Aidan menyentuh kening Abel dan tersentak, menyadari suhu tubuh wanita itu yang terasa sangat panas. Buru-buru ia menuju pantry untuk mengambil air dingin, baskom dan juga handuk kecil untuk mengompres dahi Abel.
"Maaf" gumam Aidan pelan sambil meremas handuk kecil itu dan menaruhnya di dahi Abel.
Abel masih tak bergeming
Aidan lantas menuju kamarnya untuk mengambil minyak kayu putih, kemudian berbalik kembali menuju kamar Abel.
Didekatkannya botol minyak itu kehidung Abel. Bau menyengat tersebut spontan membangunkan Abel dari rasa pusingnya.
Abel mengernyit heran ketika menemui Aidan tengah menatapnya sendu. Ini tidak seperti biasanya, terlihat jelas kalau pria itu sedang mengkhawatirkannya sekarang
"Ehm...lo..ke..kenapa?" lirih Abel pelan sembari memijit keningnya yang terasa sangat pusing.
"Dan..ke..kenapa lo disini?"
Aidan hanya diam, bingung. Perlahan Aidan menghela napas pelan kemudian berdiri dari sisi ranjang Abel.
"Jangan banyak tanya, sebentar gue bakal balik lagi"

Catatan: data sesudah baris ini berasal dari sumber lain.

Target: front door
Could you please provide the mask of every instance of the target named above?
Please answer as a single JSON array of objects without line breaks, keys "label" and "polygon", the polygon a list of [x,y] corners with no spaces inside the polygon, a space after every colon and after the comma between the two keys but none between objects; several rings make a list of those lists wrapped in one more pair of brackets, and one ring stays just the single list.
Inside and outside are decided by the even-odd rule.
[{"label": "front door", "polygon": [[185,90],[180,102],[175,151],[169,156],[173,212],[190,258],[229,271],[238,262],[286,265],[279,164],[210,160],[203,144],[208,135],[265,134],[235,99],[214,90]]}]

Abel hanya mengangguk heran namun tak lagi protes. Ketika Aidan berlalu ia baru sadar kalau ada sesuatu yang menempel di dahinya. Dan ia rasa itu adalah sebuah handuk basah. Abel meraba dirinya, dan ternyata panas
"Aku sakit?" gumamnya pelan.
Seketika ingatan itu pun muncul. Ia ingat kalau semalam dirinya tertidur di balkon. Ia ingat setelah menghamburkan seisi rumah karena kesal, dirinya merasa lelah dan lantas bersantai kembali Ayunan itu, tak sadar dirinya ternyata jatuh tertidur.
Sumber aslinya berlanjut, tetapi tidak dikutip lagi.